Logs are one of the most useful tools for observability and application performance monitoring. However, getting the most mileage from logs requires paying careful attention to planning what data to collect, the best way to display it, and the proper context for log entries.
Logs provide a comprehensive view of events and errors that occur while software is running or when a failure occurs. A log monitoring solution ingests activity records generated by applications, services, and components of the operating systems stack and writes them in the form of text files so issues can be detected and resolved before they slow down the system or impact user experience.
Configuring logs for an entire infrastructure and application stack can be overwhelming because of the sheer amount of data that is generated. Nearly every event that takes place in a system can generate a log entry, which means that modern applications stacks may throw off millions or billions of events each day.
Collecting too much irrelevant information can cause log files to swell to huge proportions and make it difficult for humans or automated solutions to spot anomalies. Conversely, capturing too little information can cause important events to be missed.
Here are five best practices that will ensure you get the greatest value from log analytics.
1. Choose carefully what to log
Decide what information is most critical to understanding system performance and configure the logging solution accordingly. Collecting too many messages can drive up storage costs and make it difficult to identify relevant information when a problem occurs.

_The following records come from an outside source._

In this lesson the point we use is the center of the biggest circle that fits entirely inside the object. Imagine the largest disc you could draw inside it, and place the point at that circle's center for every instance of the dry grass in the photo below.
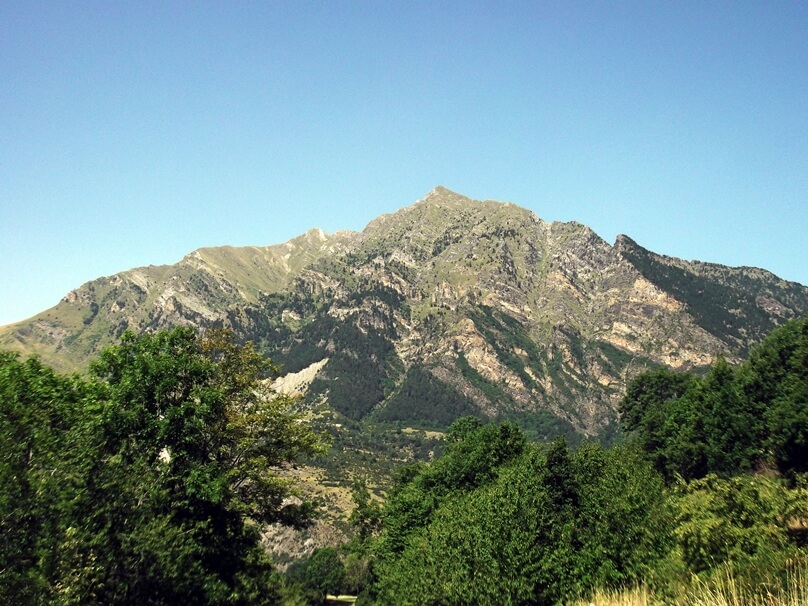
(722, 590)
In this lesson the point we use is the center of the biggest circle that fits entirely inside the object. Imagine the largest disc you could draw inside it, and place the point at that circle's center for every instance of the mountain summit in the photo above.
(447, 307)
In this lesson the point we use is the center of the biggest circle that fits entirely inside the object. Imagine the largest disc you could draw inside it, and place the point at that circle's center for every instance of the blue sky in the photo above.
(132, 133)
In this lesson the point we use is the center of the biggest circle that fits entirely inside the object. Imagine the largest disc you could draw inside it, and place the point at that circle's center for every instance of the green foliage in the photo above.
(424, 400)
(320, 574)
(146, 483)
(546, 527)
(474, 453)
(731, 420)
(367, 513)
(775, 381)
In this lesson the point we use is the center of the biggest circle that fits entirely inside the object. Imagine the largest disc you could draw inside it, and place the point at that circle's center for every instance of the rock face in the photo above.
(448, 307)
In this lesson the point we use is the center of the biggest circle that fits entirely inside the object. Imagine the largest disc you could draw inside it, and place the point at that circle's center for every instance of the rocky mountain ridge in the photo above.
(447, 307)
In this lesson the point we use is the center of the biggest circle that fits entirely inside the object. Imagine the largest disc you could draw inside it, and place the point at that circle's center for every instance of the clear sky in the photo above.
(132, 133)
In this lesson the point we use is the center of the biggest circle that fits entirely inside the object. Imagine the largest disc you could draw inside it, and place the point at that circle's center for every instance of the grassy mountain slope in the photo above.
(447, 307)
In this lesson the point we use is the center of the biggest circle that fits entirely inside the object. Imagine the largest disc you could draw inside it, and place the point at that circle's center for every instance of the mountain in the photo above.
(448, 307)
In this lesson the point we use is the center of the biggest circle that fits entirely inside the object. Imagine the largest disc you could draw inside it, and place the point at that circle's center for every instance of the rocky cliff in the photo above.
(448, 307)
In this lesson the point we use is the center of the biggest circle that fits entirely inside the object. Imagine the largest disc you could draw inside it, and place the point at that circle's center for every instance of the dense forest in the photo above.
(149, 481)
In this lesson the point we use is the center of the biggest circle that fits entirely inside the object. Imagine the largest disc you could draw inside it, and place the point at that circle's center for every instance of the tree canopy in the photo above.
(148, 481)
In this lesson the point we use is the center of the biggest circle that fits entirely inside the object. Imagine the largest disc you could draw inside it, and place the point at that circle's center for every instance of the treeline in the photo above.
(733, 419)
(148, 481)
(708, 485)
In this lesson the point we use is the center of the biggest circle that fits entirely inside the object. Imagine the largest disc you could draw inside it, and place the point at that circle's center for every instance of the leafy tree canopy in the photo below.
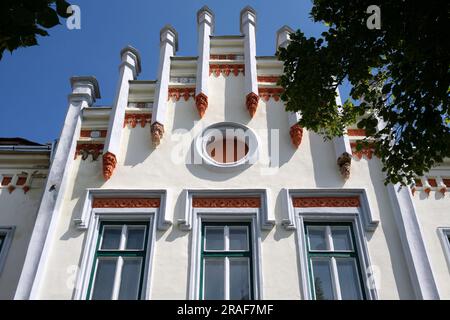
(399, 76)
(22, 20)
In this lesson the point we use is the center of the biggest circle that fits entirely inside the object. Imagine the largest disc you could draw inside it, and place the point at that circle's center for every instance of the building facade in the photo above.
(199, 185)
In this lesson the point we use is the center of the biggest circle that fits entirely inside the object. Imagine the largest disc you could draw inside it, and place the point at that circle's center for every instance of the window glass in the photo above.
(214, 279)
(238, 238)
(214, 238)
(323, 286)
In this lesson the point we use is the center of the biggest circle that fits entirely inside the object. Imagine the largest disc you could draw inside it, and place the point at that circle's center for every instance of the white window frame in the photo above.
(235, 215)
(360, 217)
(8, 233)
(115, 215)
(444, 235)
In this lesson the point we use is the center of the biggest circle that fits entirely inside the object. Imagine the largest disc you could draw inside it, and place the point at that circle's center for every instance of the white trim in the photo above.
(361, 219)
(201, 215)
(408, 226)
(93, 230)
(369, 218)
(82, 222)
(8, 232)
(444, 235)
(266, 220)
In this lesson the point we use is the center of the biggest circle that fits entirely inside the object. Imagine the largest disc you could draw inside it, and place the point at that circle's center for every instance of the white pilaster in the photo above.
(168, 47)
(129, 69)
(342, 148)
(205, 23)
(84, 92)
(248, 29)
(413, 244)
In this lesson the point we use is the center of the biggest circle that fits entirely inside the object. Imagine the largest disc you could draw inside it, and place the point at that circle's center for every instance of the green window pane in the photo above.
(342, 240)
(130, 279)
(239, 279)
(348, 279)
(323, 286)
(238, 238)
(214, 279)
(214, 238)
(135, 238)
(111, 237)
(104, 279)
(317, 238)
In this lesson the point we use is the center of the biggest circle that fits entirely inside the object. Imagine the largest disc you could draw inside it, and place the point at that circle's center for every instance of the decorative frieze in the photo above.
(88, 133)
(251, 101)
(109, 164)
(132, 119)
(318, 202)
(226, 69)
(367, 151)
(86, 149)
(247, 202)
(428, 184)
(201, 102)
(126, 203)
(267, 93)
(177, 93)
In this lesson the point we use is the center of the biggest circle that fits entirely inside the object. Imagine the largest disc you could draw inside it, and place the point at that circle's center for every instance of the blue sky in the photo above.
(34, 82)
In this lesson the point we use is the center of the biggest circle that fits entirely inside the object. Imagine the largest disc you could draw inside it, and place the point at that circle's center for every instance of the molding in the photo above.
(229, 197)
(340, 201)
(82, 222)
(8, 232)
(408, 226)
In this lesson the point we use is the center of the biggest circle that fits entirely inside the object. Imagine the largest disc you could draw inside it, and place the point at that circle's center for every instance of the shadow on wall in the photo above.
(277, 119)
(387, 221)
(139, 146)
(326, 171)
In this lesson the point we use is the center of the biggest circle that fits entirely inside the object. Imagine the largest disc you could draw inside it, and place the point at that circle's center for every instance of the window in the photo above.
(333, 263)
(120, 261)
(226, 262)
(2, 240)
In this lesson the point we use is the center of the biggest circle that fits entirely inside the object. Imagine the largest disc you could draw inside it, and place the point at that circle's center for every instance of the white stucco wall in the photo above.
(19, 210)
(433, 211)
(140, 166)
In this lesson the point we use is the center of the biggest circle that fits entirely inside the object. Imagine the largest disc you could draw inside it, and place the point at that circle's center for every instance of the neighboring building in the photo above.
(200, 185)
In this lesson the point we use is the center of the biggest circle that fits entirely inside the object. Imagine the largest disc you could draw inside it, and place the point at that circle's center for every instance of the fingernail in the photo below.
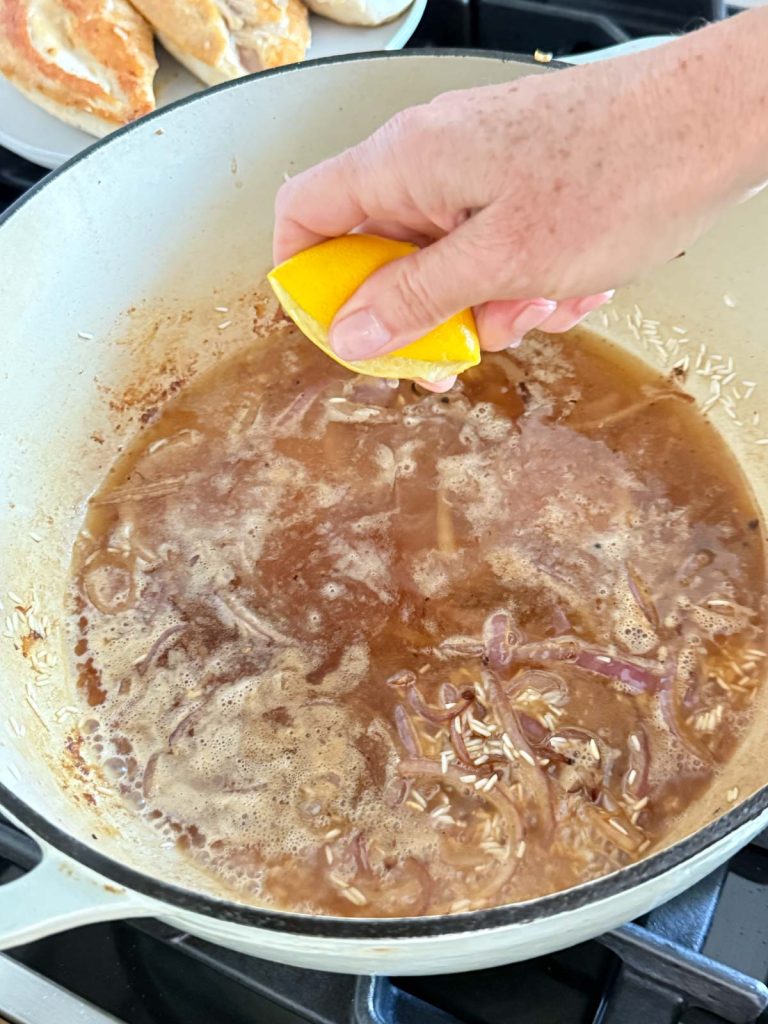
(359, 336)
(593, 302)
(531, 315)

The data you gather should be relevant and useful. Some messages may not need to be captured at all. For example, success and redirect entries, which indicate that an operation was completed as planned, are usually not very useful in troubleshooting.
Seek input from everyone on the team to ensure that their needs are considered. Log information should provide the necessary details to understand issues and make decisions at every level of the operating and application stack. Capturing metadata is crucial to pinpointing events and root causes. For example, a message stating that an operation failed is less useful than one that states what operation was attempted and why it failed.
Pay careful attention to sensitive information such as passwords, personal data, and business secrets. If you must capture this data, be sure your logging solution supports encryption. In many cases, you don't need to log this information at all.
Be sure to include timestamp information for all log messages. The level of detail should be customized to the application as some tasks require extremely precise time information while others may need no more than an hourly mark. It's best to apply whatever standard metric you choose across the entire stack so logs can be correlated with other telemetry data types like metrics and events.
2. Establish a baseline for comparison
Logs can help you understand your stack better, which is important for performance tuning as well as distinguishing between real problems and false alerts.
Your first step when adopting a log monitoring solution should be to establish a foundation that can be used to identify anomalies. Choose common scenarios that will help you determine which data points to monitor and use as a baseline. For example, application monitoring can detect if parts of an application are increasing their use of memory over time, which is a symptom of a memory leak, but only if you know what constitutes normal memory usage.
3. Choose messages that support decisions
Infrastructure tends to generate a large amount of log data, only some of which are likely to be useful to you. If your monitoring is confined to applications, you should determine which details relate most directly to the conditions you are looking for, such as slow performance or restarts, and focus on those metrics.
Log messages should provide specific information about errors. For example, a failed transaction should generate a message that includes a detailed description of the problem, the timestamp, the name of the file where the problem occurred, and the line number of the failed code.
Timestamp: 2023-04-11 14:37:05
Error: Exception caught in processOrder() method
Error Message: NullPointerException: Order object is null
Stack Trace:
at com.example.OrderProcessor.processOrder(OrderProcessor.java:36)
at com.example.Application.main(Application.java:22)
The example above tells us that the application encountered a NullPointerException while processing an order. The Order object is null, which caused the processOrder() method to throw an exception. This error occurred in the processOrder() method at line 36 of the OrderProcessor.java file. The Application.java file is the entry point to the application and the main() method called the processOrder() method.
This message will make it easier to discover why the transaction failed and where in the code the problem occurred.
4. Keep log messages concise and relevant
While verbose messages may be helpful in diagnosis, they also drive up storage needs, make log searches more difficult, and increase debugging complexity.
When formatting logs, specify that only the information needed to debug an error should be collected. Chances are you don't need every detail about the operating environment. For example, a message regarding an application program interface failure probably doesn't need information about memory usage.
5. Make sure log messages are clear
You have a variety of logging formats to choose from, including JSON, Common Event Format, the NCSA Common Log Format, the W3C Extended Log File Format, and others. Each has its strengths and weaknesses, so make your selection based on your specific needs.
Whichever option you choose, avoid arcane or overly technical message formats that will only be decipherable by a few people. Emphasize consistency and clarity to ensure that logs are accessible to everyone who needs to see them now and in the future. Some log managers make it easy to customize log parsing rules but only if the underlying data is readable.
An example of an easily parsed format is:
2023-04-12 09:27:55 INFO [server] User "John" logged in from IP address 192.168.0.1.
This format is structured and consistent with a standard date and time format, and each piece of information is separated by a specific delimiter such as a space or a comma. This makes it easy for log monitoring software to read and process.
Following these five guidelines saves money, speeds error diagnosis, and makes logs an even more valuable asset in your observability toolkit.